26

QUINCANNON

There was a police seal on the door of the empty house in Drifter’s Alley, put there after the body of Jack Travers had been removed. From the look of the yard and what Quincannon could see though cracks in the window shutters, the bluecoats hadn’t done much searching of the premises. As he’d expected. Murders were common occurances in the scruffier parts of the city, and the constabulary was overworked and understaffed, as well as corrupt and generally incompetent. The discovery of an unidentified, commonly dressed man shot to death in a tumbledown back-alley house would have been given short shrift. It was only when prominent citizens were slain, or the victims were young women slaughtered by the likes of the Demon of the Belfry, or families of the deceased applied legal pressure, that the detective squad mounted a serious investigation.

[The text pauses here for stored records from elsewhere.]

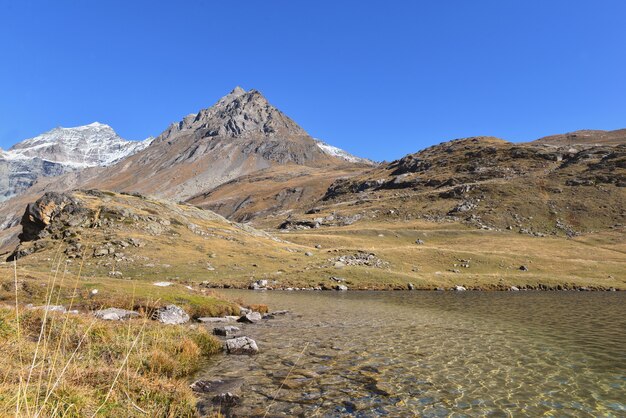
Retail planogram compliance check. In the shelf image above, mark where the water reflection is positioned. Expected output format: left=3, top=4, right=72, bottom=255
left=200, top=291, right=626, bottom=417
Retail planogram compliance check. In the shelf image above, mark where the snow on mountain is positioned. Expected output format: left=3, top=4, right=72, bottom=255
left=0, top=122, right=153, bottom=202
left=5, top=122, right=153, bottom=168
left=315, top=138, right=375, bottom=165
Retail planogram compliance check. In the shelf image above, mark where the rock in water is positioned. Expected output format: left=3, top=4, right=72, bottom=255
left=237, top=312, right=262, bottom=324
left=225, top=337, right=259, bottom=355
left=152, top=305, right=189, bottom=325
left=213, top=325, right=239, bottom=337
left=94, top=308, right=139, bottom=321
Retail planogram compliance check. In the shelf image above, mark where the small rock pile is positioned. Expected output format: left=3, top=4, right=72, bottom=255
left=328, top=252, right=389, bottom=268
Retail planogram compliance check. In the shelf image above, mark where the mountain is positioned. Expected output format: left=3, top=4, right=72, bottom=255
left=88, top=87, right=370, bottom=200
left=11, top=190, right=308, bottom=287
left=315, top=139, right=375, bottom=165
left=0, top=122, right=152, bottom=201
left=284, top=136, right=626, bottom=237
left=534, top=129, right=626, bottom=146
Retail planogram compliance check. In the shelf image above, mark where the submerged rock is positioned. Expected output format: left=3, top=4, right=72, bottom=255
left=213, top=325, right=240, bottom=337
left=94, top=308, right=139, bottom=321
left=263, top=310, right=289, bottom=319
left=198, top=316, right=232, bottom=324
left=152, top=305, right=189, bottom=325
left=225, top=337, right=259, bottom=355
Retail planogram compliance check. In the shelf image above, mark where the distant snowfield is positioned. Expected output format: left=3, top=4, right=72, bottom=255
left=314, top=138, right=375, bottom=164
left=0, top=122, right=154, bottom=169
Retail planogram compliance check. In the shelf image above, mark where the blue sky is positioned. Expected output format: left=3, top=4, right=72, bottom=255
left=0, top=0, right=626, bottom=160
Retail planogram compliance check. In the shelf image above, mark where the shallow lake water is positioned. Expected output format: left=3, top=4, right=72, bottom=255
left=198, top=291, right=626, bottom=417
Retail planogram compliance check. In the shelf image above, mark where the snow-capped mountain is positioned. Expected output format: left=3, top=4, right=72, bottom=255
left=2, top=122, right=153, bottom=168
left=315, top=138, right=375, bottom=165
left=0, top=122, right=153, bottom=202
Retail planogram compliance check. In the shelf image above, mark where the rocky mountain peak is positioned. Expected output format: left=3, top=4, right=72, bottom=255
left=157, top=86, right=308, bottom=142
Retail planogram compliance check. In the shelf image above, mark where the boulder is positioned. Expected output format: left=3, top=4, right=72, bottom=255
left=198, top=316, right=231, bottom=324
left=224, top=337, right=259, bottom=355
left=211, top=392, right=240, bottom=408
left=94, top=308, right=139, bottom=321
left=237, top=312, right=262, bottom=324
left=213, top=325, right=240, bottom=337
left=263, top=311, right=289, bottom=319
left=152, top=305, right=189, bottom=325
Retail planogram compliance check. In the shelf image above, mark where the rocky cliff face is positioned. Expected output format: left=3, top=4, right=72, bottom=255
left=284, top=136, right=626, bottom=236
left=0, top=122, right=152, bottom=202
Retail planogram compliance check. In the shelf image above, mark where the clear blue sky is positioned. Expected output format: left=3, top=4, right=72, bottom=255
left=0, top=0, right=626, bottom=160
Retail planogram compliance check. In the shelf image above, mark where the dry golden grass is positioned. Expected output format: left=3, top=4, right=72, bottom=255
left=0, top=253, right=232, bottom=417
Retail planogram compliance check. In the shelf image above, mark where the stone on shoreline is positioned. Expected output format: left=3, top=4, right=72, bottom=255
left=198, top=316, right=232, bottom=324
left=152, top=305, right=189, bottom=325
left=213, top=325, right=240, bottom=337
left=225, top=337, right=259, bottom=355
left=237, top=312, right=262, bottom=324
left=94, top=308, right=139, bottom=321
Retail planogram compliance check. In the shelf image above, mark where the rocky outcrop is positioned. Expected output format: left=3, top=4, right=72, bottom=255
left=94, top=308, right=139, bottom=321
left=152, top=305, right=190, bottom=325
left=19, top=192, right=87, bottom=241
left=225, top=337, right=259, bottom=355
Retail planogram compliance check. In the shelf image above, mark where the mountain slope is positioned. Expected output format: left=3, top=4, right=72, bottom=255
left=7, top=190, right=322, bottom=287
left=90, top=87, right=370, bottom=200
left=285, top=137, right=626, bottom=236
left=0, top=122, right=152, bottom=201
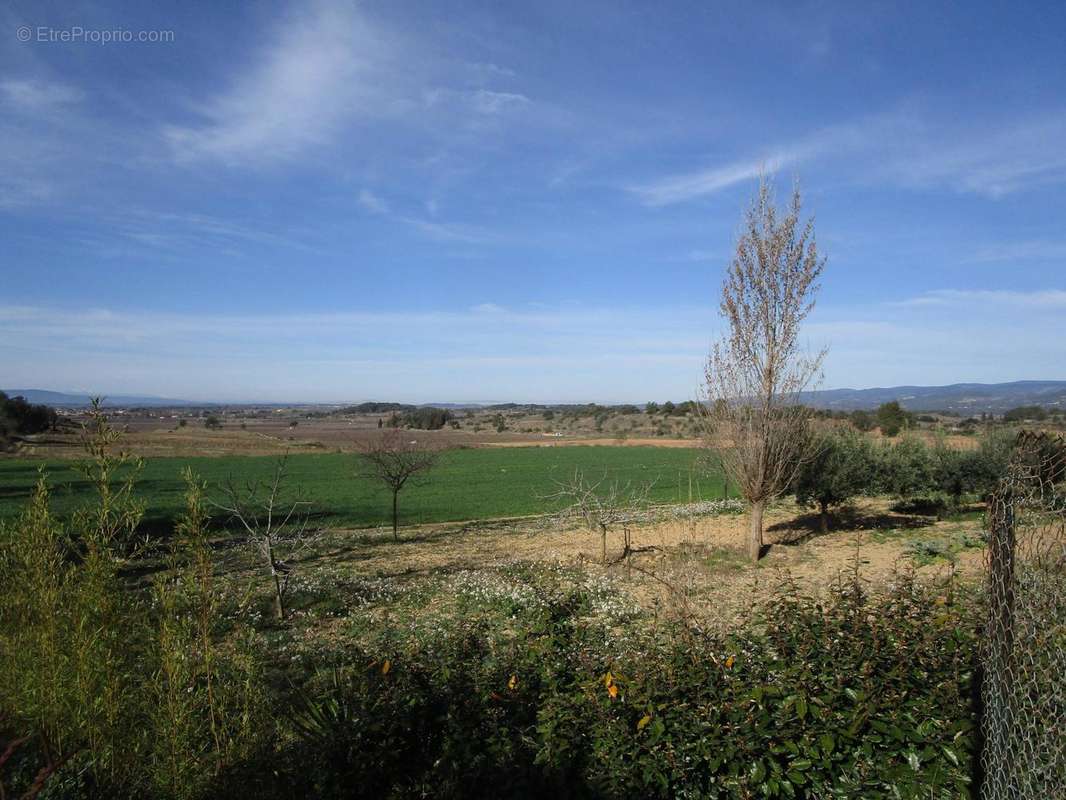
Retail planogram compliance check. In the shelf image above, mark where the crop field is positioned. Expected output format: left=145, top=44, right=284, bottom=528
left=0, top=446, right=726, bottom=528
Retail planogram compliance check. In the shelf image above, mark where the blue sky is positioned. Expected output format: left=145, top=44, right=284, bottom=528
left=0, top=1, right=1066, bottom=401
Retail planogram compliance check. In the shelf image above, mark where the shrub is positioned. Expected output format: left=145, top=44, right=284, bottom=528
left=264, top=578, right=974, bottom=798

The property and its environs had been deserted when Quincannon arrived, and remained so while he conducted his careful searches. The only signs of recent digging anywhere in the yard were the handful of shallow holes Zeke Crabb had created. There was nothing in the shallow space beneath the front porch except remnants of trash and a nest of spiders. Nor were there any evident burial spots among the bordering trees or in the adjacent vacant lot. If Jack Travers had planted the Wells, Fargo loot, he’d done it undetectably or in some other location.

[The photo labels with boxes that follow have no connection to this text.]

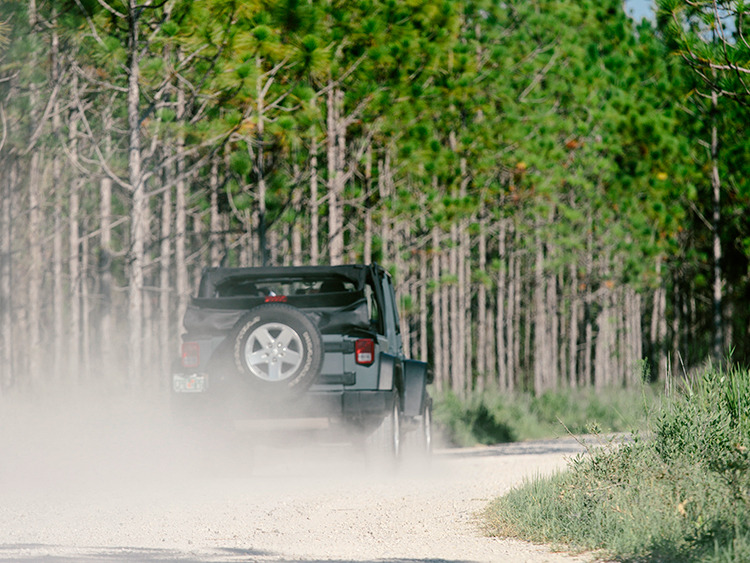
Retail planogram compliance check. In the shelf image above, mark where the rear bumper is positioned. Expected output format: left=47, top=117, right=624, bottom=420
left=171, top=375, right=393, bottom=420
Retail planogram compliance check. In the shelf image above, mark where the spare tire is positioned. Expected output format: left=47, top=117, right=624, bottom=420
left=231, top=303, right=323, bottom=398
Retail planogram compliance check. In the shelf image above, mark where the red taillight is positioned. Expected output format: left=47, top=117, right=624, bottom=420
left=182, top=342, right=201, bottom=368
left=354, top=338, right=375, bottom=366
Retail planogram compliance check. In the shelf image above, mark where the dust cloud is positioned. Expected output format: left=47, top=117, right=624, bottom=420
left=0, top=387, right=438, bottom=499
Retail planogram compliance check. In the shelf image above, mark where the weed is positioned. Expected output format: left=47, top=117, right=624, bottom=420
left=486, top=368, right=750, bottom=563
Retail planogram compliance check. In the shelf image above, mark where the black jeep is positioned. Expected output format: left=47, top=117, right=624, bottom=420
left=172, top=265, right=432, bottom=457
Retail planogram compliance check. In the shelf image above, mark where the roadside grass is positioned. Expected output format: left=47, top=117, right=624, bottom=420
left=435, top=386, right=657, bottom=446
left=482, top=368, right=750, bottom=563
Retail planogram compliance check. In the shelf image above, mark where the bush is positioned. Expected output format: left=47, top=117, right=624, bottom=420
left=435, top=389, right=654, bottom=446
left=486, top=369, right=750, bottom=562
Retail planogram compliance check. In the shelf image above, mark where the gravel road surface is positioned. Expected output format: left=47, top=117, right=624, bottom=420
left=0, top=401, right=590, bottom=563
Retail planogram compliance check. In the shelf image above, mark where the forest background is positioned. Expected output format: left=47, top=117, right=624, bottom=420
left=0, top=0, right=750, bottom=397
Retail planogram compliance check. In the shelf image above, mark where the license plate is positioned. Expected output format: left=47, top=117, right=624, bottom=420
left=172, top=373, right=208, bottom=393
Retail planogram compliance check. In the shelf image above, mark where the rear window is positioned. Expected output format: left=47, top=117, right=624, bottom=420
left=214, top=276, right=356, bottom=297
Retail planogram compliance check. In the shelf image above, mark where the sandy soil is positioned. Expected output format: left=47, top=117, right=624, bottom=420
left=0, top=401, right=590, bottom=563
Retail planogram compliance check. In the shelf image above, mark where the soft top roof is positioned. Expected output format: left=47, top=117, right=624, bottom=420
left=198, top=264, right=383, bottom=297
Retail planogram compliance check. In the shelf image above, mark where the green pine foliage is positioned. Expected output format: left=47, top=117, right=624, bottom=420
left=0, top=0, right=750, bottom=390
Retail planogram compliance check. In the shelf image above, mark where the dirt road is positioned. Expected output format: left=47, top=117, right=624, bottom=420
left=0, top=396, right=600, bottom=563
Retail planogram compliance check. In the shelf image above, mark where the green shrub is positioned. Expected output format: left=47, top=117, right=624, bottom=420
left=486, top=369, right=750, bottom=562
left=435, top=389, right=654, bottom=446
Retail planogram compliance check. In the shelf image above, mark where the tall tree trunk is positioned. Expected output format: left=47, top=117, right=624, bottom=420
left=495, top=219, right=512, bottom=391
left=432, top=226, right=445, bottom=393
left=159, top=183, right=172, bottom=391
left=568, top=262, right=581, bottom=389
left=533, top=226, right=548, bottom=395
left=478, top=216, right=490, bottom=393
left=447, top=223, right=466, bottom=398
left=505, top=245, right=528, bottom=392
left=99, top=170, right=116, bottom=376
left=651, top=256, right=669, bottom=381
left=174, top=66, right=190, bottom=340
left=127, top=0, right=148, bottom=387
left=310, top=98, right=320, bottom=265
left=0, top=160, right=18, bottom=395
left=208, top=154, right=222, bottom=268
left=326, top=84, right=345, bottom=265
left=28, top=152, right=43, bottom=389
left=711, top=89, right=724, bottom=365
left=67, top=87, right=81, bottom=384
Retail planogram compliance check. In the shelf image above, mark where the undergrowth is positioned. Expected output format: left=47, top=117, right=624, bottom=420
left=484, top=369, right=750, bottom=563
left=435, top=388, right=655, bottom=446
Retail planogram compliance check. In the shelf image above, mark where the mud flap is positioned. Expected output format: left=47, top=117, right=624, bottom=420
left=403, top=360, right=428, bottom=416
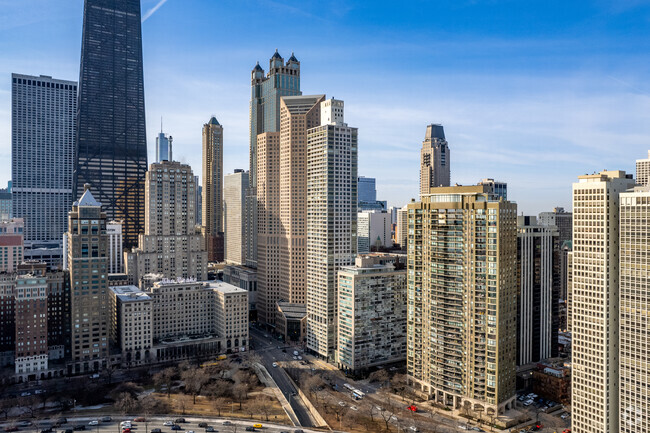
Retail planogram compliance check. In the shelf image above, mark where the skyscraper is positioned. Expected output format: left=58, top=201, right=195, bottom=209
left=306, top=98, right=358, bottom=362
left=407, top=185, right=517, bottom=416
left=571, top=171, right=641, bottom=433
left=126, top=161, right=208, bottom=283
left=636, top=150, right=650, bottom=186
left=10, top=74, right=77, bottom=264
left=223, top=169, right=248, bottom=265
left=245, top=50, right=302, bottom=268
left=256, top=95, right=325, bottom=325
left=67, top=185, right=109, bottom=373
left=156, top=129, right=173, bottom=162
left=420, top=124, right=450, bottom=197
left=517, top=216, right=560, bottom=365
left=201, top=116, right=223, bottom=262
left=73, top=0, right=147, bottom=248
left=619, top=186, right=650, bottom=433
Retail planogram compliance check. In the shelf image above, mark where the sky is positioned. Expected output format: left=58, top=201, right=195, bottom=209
left=0, top=0, right=650, bottom=215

Quincannon had no qualms about breaking into the house. He left the police seal intact and entered through by picking an unsealed lock on the rear door. If the police had added to the chaos caused by Crabb’s ransacking, there was no indication of it; the interior rooms looked more or less as they had by match light on his first visit. The only apparent difference was the emptiness of the bloodstained cot in the bedroom.

He made an exhaustive search of each room, using a pry bar he’d brought with him to lift floorboards, wallboards, and wainscoting. He looked inside the stove and dismantled the flue, barely escaping a cascade of soot. He dragged the icebox away from the wall so he could check behind it. He inspected cabinets, furniture, light fixtures, ceiling rafters — every conceivable hiding place that Crabb might have overlooked.

The green-and-greasy wasn’t there. Not so much as a dollar of it.

It was not in Quincannon’s nature to give up on a quest, particularly one of such a remunerative nature. But what else could he do now? Only Jack Travers had known the whereabouts of the swag, and his greedy secret had died with him. It could be anywhere, close by or miles away, buried in the ground or tucked inside a hollow tree stump or an abandoned building or dozens of other places. There was simply no way to tell what sort of hiding place the crafty mind of a thief had come up with.

All the detective work Quincannon had done, all the indignities he had been subjected to — beer bath, whizzing bullets, the fight with Zeke Crabb, the unwanted helping hand from the crackbrain — and what did he have to show for it? Shared fees from Joseph St. Ives and Barnaby Meeker, yes, Sabina had reminded him of that. She might be satisfied with them, but he wasn’t. Not when he could have, should have, by Godfrey was entitled to have, added so much more to the agency’s coffers.

Thirty-five thousand dollars in cash — missing, lost, perhaps never to be found.

Thirty-five hundred dollars reward — gone forever.

It was enough to make even a peerless detective weep.